4. In hoger beroep heeft appellant onder bijvoeging van het huisartsenjournaal aangevoerd dat zijn klachten zijn onderschat en tevens dat hij gelet op zijn beperkingen, niet in staat is om de geselecteerde functies te verrichten.
5. De Raad overweegt als volgt.
5.1. Hetgeen appellant in hoger beroep heeft aangevoerd bevat geen aanknopingspunten om over de medische grondslag van het bestreden besluit tot een ander oordeel te komen dan de rechtbank. De Raad heeft dan ook geen aanleiding te twijfelen aan de juistheid van de aan het bestreden besluit mede ten grondslag gelegde conclusie van de bezwaarverzekeringsarts van het Uwv. De in hoger beroep genoemde angststoornissen zoals die zouden blijken uit de informatie van de NOAGG, zijn door de bezwaarverzekeringsarts uitdrukkelijk in de beoordeling betrokken, zoals blijkt uit de rapportage van bezwaarverzekeringsarts Tjon-A-Sam van 10 januari 2011. Appellant heeft ook in hoger beroep niet aannemelijk gemaakt dat er aanleiding is voor twijfel met betrekking tot de bij hem vastgestelde belastbaarheid, zoals is neergelegd in de Functionele Mogelijkheden Lijst. Dat appellant zich onlangs weer tot een psychiater heeft gewend, zoals door hem ter zitting van de Raad is meegedeeld, leidt niet tot een ander oordeel, nu thans de mate van arbeidsongeschiktheid per 16 mei 2010 in geding is.
5.2. Uitgaande van de juistheid van de met betrekking tot appellant vastgestelde medische beperkingen is er geen aanleiding om te oordelen dat de aan de schatting ten grondslag gelegde functies als voor appellant in medisch opzicht niet als geschikt kunnen worden aangemerkt.
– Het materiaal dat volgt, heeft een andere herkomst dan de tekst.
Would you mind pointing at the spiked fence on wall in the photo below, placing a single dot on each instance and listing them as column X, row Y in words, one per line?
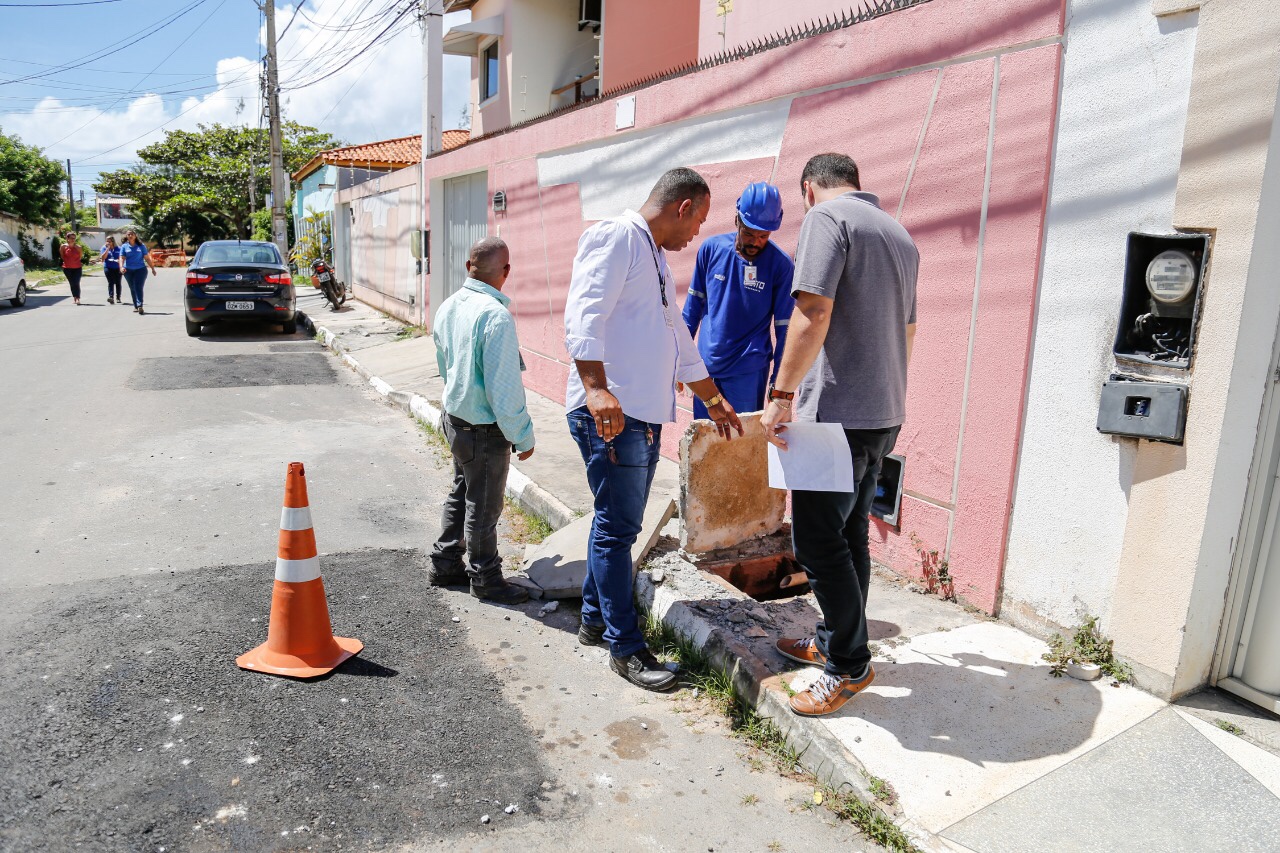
column 868, row 10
In de arbeidskundige rapporten van 15 oktober 2010 en 12 januari 2011 zijn de signaleringen voorkomend in het resultaat functiebeoordeling van de geselecteerde functies, voorzien van een toereikende en inzichtelijke toelichting.
5.3. Uit hetgeen onder 5.1 en 5.2 is overwogen volgt dat het hoger beroep niet slaagt en dat de aangevallen uitspraak dient te worden bevestigd.
6. Er is geen aanleiding voor een proceskostenveroordeling.
BESLISSING
De Centrale Raad van Beroep bevestigt de aangevallen uitspraak.
Deze uitspraak is gedaan door M.C. Bruning als voorzitter en E.J. Govaers en J.S. van der Kolk als leden, in tegenwoordigheid van K.E. Haan als griffier. De beslissing is uitgesproken in het openbaar op 8 maart 2013.